Jueves Santo en la Cena del Señor.
San Juan 13, 1-15:
El servicio de Cristo

Autor: Padre Guillermo Juan Morado

 

 

La Misa Vespertina de la Cena del Señor, en la tarde del Jueves Santo, nos introduce en la dinámica de la Pascua, del “paso” de Jesús al Padre a través de su muerte y resurrección: “Nosotros hemos de gloriarnos en la cruz de nuestro Señor Jesucristo: en él está nuestra salvación, vida y resurrección, él nos ha salvado y libertado” (cf 6,14). 

La Pasión es el mayor servicio de Cristo al Padre y a los hombres, un servicio digno de ser imitado por sus seguidores. “Servir” es obsequiar a alguien, o hacer algo en su favor, beneficio o utilidad. Cristo es el Siervo por excelencia, por su obediencia al Padre y por su entrega en favor de los hombres.

La víspera de su Pasión, el Señor instituyó el sacramento de la Eucaristía. Esta institución responde a una triple finalidad: Cristo nos dejó una prenda de su amor, un signo de su presencia entre nosotros y una participación en su Pascua. 

Su amor es el amor más grande; es el amor que no retrocede ante la muerte; es el amor que se entrega: “Esto es mi cuerpo, que se entrega por vosotros”. El amor de Jesús se traduce en “anonadamiento”, en un “hacerse nada”. En la escena que relata San Juan, del lavatorio de los pies, se pone de manifiesto, como dice San Agustín, que “dejó sus vestiduras el que siendo Dios se anonadó a sí mismo. Se ciñó con una toalla el que recibió forma de siervo. Echó agua en la jofaina para lavar los pies de sus discípulos, el que derramó su sangre para lavar con ellas las manchas del pecado […] Toda su pasión tenía que servir para purificarnos”. 

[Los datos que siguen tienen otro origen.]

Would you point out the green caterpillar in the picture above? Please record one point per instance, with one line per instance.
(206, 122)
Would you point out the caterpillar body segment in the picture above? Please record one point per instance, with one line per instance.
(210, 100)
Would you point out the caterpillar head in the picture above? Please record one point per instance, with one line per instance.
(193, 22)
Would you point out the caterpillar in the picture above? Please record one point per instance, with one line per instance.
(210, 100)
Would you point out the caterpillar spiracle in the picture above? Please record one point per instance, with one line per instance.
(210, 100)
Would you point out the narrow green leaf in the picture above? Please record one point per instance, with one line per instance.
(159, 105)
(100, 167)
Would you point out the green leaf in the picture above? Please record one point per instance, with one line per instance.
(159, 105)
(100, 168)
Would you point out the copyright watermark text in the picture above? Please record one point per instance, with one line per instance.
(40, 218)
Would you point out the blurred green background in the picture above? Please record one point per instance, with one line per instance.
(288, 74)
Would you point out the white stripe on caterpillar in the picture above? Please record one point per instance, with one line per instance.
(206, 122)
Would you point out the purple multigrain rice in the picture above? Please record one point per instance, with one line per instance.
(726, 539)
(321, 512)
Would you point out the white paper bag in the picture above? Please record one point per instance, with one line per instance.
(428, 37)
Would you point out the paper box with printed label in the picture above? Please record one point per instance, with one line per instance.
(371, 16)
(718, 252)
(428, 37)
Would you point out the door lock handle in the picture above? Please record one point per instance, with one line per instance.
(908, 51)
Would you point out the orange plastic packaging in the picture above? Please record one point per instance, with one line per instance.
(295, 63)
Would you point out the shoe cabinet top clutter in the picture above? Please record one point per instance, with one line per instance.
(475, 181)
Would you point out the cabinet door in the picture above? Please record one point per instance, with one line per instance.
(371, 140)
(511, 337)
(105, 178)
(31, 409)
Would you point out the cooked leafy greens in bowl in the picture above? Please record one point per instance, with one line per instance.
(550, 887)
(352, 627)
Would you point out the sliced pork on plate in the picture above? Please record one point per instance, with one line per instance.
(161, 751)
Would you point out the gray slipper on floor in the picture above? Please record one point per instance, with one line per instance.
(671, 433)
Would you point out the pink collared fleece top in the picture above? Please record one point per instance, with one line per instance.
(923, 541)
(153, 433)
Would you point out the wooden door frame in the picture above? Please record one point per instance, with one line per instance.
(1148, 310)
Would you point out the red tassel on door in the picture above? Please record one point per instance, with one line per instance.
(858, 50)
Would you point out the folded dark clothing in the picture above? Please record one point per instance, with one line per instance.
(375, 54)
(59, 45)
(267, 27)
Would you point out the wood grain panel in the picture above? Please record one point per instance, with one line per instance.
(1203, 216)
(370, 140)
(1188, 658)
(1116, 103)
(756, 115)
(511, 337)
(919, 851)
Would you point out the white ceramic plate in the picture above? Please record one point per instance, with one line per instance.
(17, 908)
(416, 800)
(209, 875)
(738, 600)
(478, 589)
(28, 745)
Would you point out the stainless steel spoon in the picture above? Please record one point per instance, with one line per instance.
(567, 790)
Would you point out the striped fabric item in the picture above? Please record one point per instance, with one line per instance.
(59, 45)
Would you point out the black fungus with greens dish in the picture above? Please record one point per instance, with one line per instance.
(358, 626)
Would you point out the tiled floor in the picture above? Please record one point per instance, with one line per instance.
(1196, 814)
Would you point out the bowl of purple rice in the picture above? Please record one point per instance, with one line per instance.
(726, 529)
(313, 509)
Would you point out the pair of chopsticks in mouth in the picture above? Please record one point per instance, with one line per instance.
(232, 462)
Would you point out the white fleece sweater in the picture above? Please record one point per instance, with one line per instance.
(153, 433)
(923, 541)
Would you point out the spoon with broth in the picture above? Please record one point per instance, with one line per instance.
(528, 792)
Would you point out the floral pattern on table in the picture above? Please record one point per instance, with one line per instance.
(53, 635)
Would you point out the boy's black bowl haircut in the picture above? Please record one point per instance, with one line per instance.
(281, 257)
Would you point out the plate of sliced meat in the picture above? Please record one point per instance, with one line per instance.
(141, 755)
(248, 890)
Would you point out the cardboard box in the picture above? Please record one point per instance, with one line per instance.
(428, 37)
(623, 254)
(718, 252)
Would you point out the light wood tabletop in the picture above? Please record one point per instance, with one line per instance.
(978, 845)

La Eucaristía es un signo de su presencia, de la presencia de Aquel que ha prometido estar con nosotros hasta el fin del mundo. Y es, asimismo, una participación en su Pascua. La Pascua nueva, el paso del Jesús al Padre, es anticipada en la Cena y celebrada en la Eucaristía, memorial de la Pascua de Cristo. 

Con la Eucaristía, Cristo instituye el sacramento del Orden: “Haced esto en memoria mía”. El sacramento del Orden es el sacramento del servicio. El ministro ordenado es aquel cuya tarea consiste “en servir en nombre y en representación de Cristo-Cabeza en medio de la comunidad” (Catecismo 1591). Este servicio se ejerce mediante la enseñanza, el culto divino y el gobierno pastoral. Sin ministerio ordenado – sin obispos, presbíteros y diáconos – no hay Iglesia. De ahí la necesidad de orar, no sólo para que el Señor envíe obreros a su mies, sino también para que aquellos que han sido llamados a este ministerio correspondan, con toda su vida, a la dignidad de su vocación: “es preciso, decía San Gregorio Nacianceno, purificarse antes de purificar a los otros; es preciso ser instruido para poder instruir; es preciso ser luz para iluminar, acercarse a Dios apara acercarle a los demás, ser santificado para santificar”. 

Y, junto a la Eucaristía y el sacerdocio, el Señor nos dio el “mandamiento nuevo”. El mandamiento del amor y del servicio. Cristo, lavando los pies de los suyos, los purifica. También nosotros debemos lavarnos los pies unos a otros. San Agustín vinculaba este compromiso con la confesión de los propios pecados: “confesémonos mutuamente nuestros pecados; perdonémonos los unos las faltas de los otros; oremos mutuamente para que nos sean perdonados, y así mutuamente nos lavemos los pies”. 

Lo propio de los hermanos no es acusarse, sino reconocer nuestra miseria. Ejercitando el perdón y la ayuda fraterna.